NZD: A higher hurdle for RBNZ - ANZ

Research Team at ANZ, now expects that the RBNZ will maintain the OCR at 2.25% in June.

Key Quotes

“We have felt for some time that a June cut was a line-ball call. Recent developments have, in our view, tipped the balance:

− The economy is showing very few signs of rolling over despite dairy strains and the tightening in financial conditions. Activity indicators remain solid. Business and consumer sentiment are at decent levels.

− There has been a clear improvement in the global scene (in financial markets at least, if not growth). We doubt it will last, to be honest, but central banks need to go with what they know when rates are at extremes. Rising oil prices are a key influence on the profile of near-term inflation and negate the deflationary impact of a higher NZD.

− The housing market is accelerating, and strength is broad-based (outside of Christchurch). Auckland prices have quickly retraced earlier falls. This is occurring at a time of elevated – and rising – debt levels. The RBNZ has an inflation target and not a house price one. But the two overlap, and it would seem self-defeating to pour more interest rate fuel on the fire at the same time as noting increased housing concerns and warning of macro-prudential measures to come.

− Core inflation appears to be rising, and capacity constraints are intensifying, particularly in the construction sector. The latest labour market figures showed tentative signs of a lift in wage growth.

− Inflation expectations have stabilised. Market break-evens have increased and recent petrol price increases should see some surveyed measures lift off lows. The upcoming RBNZ 2-year ahead measure is likely to be key; we expect a small lift.

− The Government has signalled a more expansionary fiscal stance in the near term, supporting activity. That said, a greater focus on debt repayment in the medium term argues for rates low for longer.

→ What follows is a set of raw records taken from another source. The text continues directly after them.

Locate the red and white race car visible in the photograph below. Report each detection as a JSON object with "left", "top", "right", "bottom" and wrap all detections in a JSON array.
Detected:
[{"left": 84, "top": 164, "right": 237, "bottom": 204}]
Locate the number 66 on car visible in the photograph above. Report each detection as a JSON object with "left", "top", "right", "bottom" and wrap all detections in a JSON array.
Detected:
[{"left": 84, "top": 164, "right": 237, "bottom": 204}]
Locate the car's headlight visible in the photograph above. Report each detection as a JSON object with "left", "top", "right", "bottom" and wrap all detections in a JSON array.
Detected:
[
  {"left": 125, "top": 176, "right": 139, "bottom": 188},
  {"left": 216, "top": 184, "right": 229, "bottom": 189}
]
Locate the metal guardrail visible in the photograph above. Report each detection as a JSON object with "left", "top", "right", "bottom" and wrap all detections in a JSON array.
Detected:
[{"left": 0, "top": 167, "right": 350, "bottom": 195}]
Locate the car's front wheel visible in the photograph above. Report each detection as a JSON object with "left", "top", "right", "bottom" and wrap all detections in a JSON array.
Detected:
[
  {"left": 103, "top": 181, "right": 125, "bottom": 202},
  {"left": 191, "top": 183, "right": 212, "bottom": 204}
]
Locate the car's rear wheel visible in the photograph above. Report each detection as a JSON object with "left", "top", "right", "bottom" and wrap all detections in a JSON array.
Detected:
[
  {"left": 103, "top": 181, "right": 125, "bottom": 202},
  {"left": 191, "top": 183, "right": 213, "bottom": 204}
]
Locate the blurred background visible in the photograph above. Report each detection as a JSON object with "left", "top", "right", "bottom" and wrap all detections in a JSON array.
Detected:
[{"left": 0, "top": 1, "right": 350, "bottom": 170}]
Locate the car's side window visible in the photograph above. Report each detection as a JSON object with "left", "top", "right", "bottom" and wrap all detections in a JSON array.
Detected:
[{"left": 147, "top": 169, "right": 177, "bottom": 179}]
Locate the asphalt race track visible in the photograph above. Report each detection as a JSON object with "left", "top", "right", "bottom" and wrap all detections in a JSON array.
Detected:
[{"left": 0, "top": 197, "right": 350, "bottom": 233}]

− There are tactical reasons for pausing in June with CPI and GDP data around the corner. “Baiting” the market by holding but with an easing bias is not without (currency) risk. But cutting but signalling no more to come can be worse, as the December 2015 experience shows.

Further RBNZ easing is still more likely than not, however. The global situation remains vulnerable and the actions of other central banks are keeping the NZD stronger than “desirable”. In a world where currencies are diverging from fundamentals, interest rates must converge, and this is a force we suspect will drag the RBNZ back to the easing table at some stage. We expect more aggressive competition for deposits over 2H 2016, which will place upward pressure on retail deposit rates.

Our forecast change is therefore one of timing. It is again a close call, but we have pushed our June cut into August (with odds at around 60%). Given global risks we still see the OCR getting to a low of 1.75%, but now not until 2017.”